PMRpro1 year ago

Pred on its own isn't a universal panacea. I have muscle and ligament/tendon problems and they require physio treatments and exercises as well to sort them out. I don't live in the UK and it is easier for me to get the sort of treatment I need - your GP may be able to help with access to physio. MRI shows a lot - but even it cannot show muscle spasm/tightness or facet joint damage in the spine. It is used to rule out injury and structural damage but that isn't always what the underlying problem is.

PositiveT1 year ago

Hi Minka. Sorry you are having sleeping troubles. The Prednisolone is probably causing the sweats. Try and speak to your rheumy department as they might have some suggestions to support you.I am on a tapering dose and did experience night sweats along with chemotherapy induced menopause. Since determinedly reducing the Prednisolone the sweats have greatly reduced.
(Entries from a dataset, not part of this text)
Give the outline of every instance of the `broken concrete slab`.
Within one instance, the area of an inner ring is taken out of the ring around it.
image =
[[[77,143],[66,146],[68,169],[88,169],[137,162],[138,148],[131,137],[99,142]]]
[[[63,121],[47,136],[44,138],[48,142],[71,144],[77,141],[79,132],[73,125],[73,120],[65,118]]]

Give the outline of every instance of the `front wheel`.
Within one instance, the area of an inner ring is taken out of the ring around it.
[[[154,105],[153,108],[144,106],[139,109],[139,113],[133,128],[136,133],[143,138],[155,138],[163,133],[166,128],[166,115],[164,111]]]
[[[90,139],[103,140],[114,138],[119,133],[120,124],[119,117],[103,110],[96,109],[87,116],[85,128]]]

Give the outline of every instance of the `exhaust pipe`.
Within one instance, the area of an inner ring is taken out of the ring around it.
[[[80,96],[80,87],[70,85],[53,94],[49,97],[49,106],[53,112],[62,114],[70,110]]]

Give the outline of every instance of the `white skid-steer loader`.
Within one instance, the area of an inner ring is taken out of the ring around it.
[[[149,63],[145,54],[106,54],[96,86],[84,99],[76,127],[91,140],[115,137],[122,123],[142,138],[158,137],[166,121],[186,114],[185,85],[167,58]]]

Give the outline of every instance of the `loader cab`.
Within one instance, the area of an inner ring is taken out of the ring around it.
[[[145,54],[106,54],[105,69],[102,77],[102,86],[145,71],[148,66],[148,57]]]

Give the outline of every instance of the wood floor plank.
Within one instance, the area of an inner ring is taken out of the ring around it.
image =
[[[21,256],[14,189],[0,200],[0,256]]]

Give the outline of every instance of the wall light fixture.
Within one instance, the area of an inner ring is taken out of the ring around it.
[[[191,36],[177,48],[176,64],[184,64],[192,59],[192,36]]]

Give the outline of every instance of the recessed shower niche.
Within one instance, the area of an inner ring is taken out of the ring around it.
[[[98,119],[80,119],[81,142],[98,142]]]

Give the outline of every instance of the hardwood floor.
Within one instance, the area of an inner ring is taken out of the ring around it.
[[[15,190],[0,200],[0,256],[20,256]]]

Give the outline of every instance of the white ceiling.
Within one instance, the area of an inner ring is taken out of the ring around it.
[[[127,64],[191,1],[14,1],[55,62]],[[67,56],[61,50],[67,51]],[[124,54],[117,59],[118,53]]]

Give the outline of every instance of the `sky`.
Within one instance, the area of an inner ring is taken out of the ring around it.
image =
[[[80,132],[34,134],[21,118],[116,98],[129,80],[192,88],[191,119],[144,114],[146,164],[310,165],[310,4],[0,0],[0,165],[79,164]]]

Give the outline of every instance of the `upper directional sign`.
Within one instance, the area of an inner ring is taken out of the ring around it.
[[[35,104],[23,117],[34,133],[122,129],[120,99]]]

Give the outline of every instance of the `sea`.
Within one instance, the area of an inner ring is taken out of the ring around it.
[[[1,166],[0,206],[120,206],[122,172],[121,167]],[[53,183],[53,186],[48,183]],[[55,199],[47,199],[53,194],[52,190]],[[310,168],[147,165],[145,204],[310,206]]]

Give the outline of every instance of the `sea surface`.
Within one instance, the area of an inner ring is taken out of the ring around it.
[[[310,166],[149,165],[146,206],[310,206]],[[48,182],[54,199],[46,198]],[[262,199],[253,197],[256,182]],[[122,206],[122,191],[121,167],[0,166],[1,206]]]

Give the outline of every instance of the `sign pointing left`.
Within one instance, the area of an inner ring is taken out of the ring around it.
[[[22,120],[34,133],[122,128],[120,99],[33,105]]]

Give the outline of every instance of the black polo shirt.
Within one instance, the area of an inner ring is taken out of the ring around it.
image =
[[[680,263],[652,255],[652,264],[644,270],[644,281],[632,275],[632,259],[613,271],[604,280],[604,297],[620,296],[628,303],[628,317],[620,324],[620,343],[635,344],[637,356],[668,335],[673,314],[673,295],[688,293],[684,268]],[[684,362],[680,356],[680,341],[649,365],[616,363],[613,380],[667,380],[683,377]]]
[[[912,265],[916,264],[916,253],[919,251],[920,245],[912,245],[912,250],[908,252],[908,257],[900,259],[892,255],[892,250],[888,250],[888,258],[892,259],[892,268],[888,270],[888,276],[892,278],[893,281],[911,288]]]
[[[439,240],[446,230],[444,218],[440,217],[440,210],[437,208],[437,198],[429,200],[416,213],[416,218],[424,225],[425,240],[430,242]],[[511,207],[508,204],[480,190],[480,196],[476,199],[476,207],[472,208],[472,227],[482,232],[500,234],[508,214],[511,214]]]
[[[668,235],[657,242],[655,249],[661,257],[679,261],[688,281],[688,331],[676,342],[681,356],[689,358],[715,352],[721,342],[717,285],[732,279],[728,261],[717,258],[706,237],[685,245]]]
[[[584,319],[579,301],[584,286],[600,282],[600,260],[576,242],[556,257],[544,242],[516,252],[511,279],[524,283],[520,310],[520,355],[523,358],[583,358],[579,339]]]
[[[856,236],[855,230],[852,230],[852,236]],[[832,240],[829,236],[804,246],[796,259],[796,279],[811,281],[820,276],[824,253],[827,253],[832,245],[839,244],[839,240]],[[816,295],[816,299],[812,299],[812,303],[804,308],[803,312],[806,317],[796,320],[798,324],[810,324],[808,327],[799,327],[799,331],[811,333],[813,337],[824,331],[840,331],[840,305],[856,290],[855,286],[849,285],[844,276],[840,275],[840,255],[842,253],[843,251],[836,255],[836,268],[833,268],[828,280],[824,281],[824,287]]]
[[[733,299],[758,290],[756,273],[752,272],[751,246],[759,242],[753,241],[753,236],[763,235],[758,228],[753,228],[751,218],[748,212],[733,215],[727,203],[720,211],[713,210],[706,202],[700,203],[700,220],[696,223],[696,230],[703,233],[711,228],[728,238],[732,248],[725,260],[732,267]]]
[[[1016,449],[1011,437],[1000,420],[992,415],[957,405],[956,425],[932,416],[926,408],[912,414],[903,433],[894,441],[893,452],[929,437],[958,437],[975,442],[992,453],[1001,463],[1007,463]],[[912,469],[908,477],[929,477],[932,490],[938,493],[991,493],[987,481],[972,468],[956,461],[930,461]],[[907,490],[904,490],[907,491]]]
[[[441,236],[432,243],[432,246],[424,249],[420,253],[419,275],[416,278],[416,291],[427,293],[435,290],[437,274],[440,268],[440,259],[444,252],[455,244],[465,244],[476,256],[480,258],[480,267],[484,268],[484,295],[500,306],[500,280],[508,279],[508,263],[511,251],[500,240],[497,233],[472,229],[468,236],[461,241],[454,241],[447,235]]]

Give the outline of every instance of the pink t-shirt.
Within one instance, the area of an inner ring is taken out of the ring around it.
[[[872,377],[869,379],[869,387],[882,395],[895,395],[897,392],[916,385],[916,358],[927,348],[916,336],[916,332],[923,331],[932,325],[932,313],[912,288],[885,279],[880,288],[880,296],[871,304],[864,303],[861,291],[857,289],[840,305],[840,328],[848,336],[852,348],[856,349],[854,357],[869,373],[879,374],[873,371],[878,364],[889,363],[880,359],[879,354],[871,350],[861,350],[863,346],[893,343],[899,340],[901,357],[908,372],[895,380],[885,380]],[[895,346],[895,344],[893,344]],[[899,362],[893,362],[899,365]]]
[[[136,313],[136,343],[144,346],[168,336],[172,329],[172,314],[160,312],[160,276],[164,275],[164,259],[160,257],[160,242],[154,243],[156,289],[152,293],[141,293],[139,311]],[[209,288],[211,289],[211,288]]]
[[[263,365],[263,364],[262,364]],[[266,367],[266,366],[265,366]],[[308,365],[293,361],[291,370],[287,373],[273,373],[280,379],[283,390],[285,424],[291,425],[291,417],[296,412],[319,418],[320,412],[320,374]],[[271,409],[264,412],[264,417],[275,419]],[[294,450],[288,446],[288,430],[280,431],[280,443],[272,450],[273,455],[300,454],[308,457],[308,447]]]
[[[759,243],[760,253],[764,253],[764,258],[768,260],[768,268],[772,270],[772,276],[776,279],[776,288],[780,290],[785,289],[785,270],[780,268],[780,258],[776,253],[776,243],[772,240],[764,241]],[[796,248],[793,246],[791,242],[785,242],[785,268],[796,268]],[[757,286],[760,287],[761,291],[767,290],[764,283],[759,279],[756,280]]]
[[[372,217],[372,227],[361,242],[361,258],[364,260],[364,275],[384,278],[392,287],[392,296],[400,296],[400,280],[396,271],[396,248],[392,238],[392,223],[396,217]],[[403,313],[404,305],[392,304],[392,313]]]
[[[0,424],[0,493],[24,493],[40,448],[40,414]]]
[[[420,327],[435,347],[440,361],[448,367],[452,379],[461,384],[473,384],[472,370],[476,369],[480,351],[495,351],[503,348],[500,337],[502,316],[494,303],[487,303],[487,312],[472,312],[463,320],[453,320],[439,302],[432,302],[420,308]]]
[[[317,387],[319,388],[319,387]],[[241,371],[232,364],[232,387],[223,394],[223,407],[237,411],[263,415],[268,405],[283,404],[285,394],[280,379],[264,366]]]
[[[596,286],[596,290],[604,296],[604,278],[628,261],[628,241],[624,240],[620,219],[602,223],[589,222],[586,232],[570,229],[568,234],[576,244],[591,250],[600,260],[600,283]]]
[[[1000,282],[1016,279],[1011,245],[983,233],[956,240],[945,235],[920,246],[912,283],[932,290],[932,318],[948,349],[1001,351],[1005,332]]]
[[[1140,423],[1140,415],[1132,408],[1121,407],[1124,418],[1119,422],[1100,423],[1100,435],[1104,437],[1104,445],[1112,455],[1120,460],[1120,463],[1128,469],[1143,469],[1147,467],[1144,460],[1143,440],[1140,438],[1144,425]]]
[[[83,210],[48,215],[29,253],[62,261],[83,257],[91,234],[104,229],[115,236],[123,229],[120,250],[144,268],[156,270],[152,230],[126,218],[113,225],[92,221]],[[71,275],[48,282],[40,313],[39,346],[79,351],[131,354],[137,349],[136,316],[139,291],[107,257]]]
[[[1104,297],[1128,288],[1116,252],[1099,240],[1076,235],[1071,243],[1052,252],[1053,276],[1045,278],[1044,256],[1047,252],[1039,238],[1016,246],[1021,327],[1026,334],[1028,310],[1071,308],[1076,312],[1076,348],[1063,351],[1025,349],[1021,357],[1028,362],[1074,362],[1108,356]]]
The back of my ankles always hurt from 6pm. I keep them elevated as much as I can. Waist of back and joint pain too. This is caused by a mixture of Myositis and Lupus and RA for me. I go for a walk every day even if it hurts. Once I have walked the pain eases.

Nothing worse than disturbed or little sleep. I will keep my fingers crossed for you that it will settle soon.

Take care.🌻

minka in reply to PositiveT1 year ago

Thank positive t. I have been on 5 mg pred for 2 weeks I've decided to come of for 1 day see what happens what do you think. Mine seems to be ligaments and bone and the pred seemed to be making it worse.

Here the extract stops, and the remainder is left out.